Kuumba (Creativity) is difficult in a society where often alienating wage labor takes up so much of our lives, while technology distracts us from beautifying our neglected communities-be it through art, service, or communal infrastructure improvements.

In a season where Imani (Faith) supposedly plays such a central role, we are surprisingly bereft of any real faith in our teachers or leaders. Our teachers are under attack at all levels, and our supposed leaders enjoy alarmingly low approval ratings. Where will we place our faith going forward? Will it be in the stewards of our own communities, or in the corporate ruling class with its cabal of bought-off politicians and "intellectuals"?

Unlike "multicultural" efforts to co-opt Kwanzaa for profit, a working-class effort to embrace the central tenets of Kwanzaa would move all of us forward. A set of seven principles for the working class could be an example of actual multiculturalism at work and not simply window dressing.
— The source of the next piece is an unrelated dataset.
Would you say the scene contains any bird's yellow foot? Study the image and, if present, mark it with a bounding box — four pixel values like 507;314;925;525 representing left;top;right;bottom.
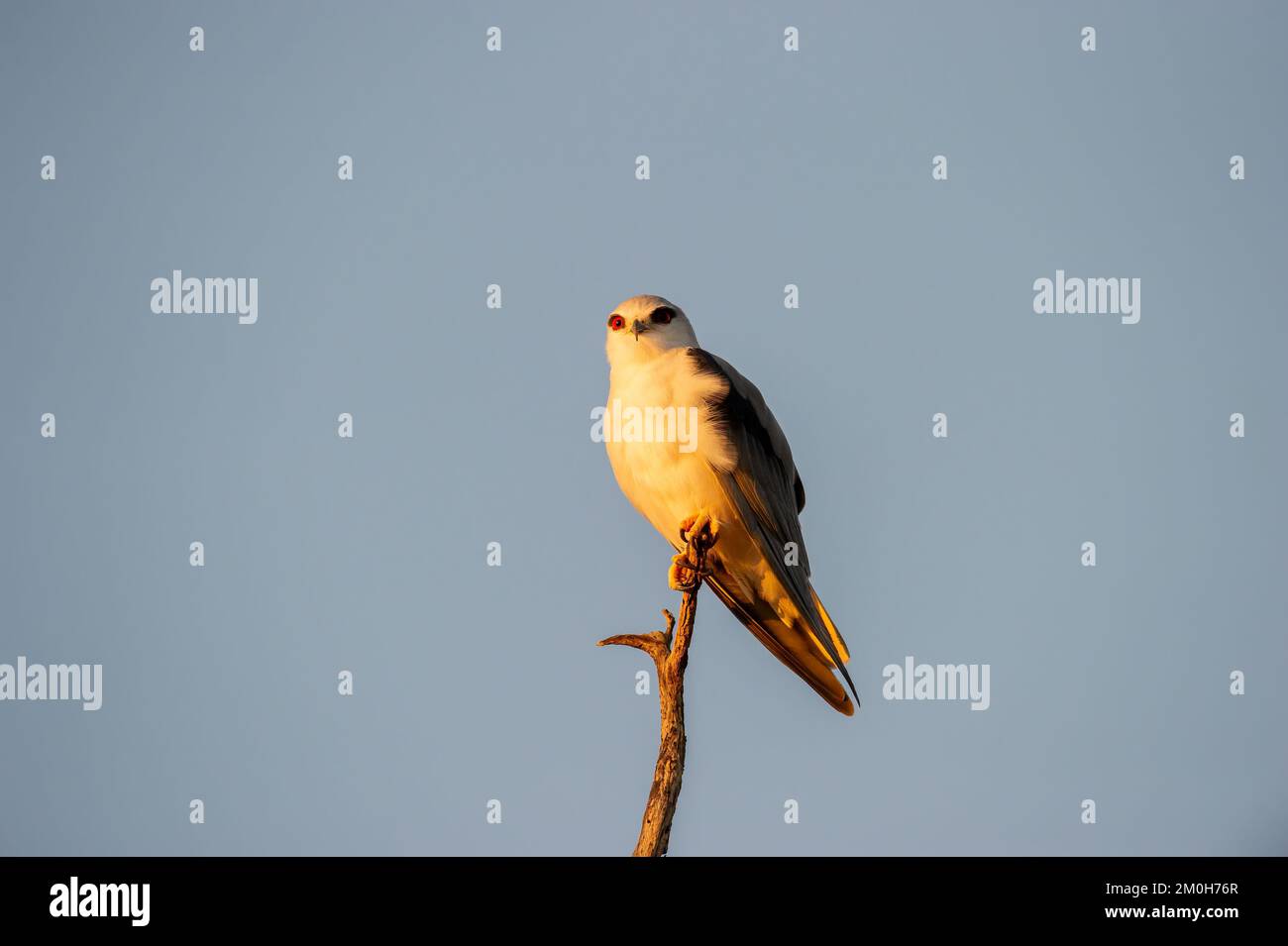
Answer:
680;512;716;545
666;552;711;592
So as you watch another corporatist Christmas go by, think about the seven principles and the lessons that could be imparted from one oppressed people to another.


Notes



[1] Richard M. Salsman, "A Well-Earned Capitalist Christmas" Forbes, December 23, 2010.

[2] Ed West, "In Praise of Consumerism at Christmas" Spectator, December 17, 2013.

[3] Ernest H. Johnson, The Secrets for Motivating, Educating, and Lifting the Spirit of African American Males (Bloomington: iUniverse, 2011), 287.

[4] Keith A. Mayes, Kwaanza: Black Power and the Making of the African American Black Holiday (New York: Routledge, 2009), xx.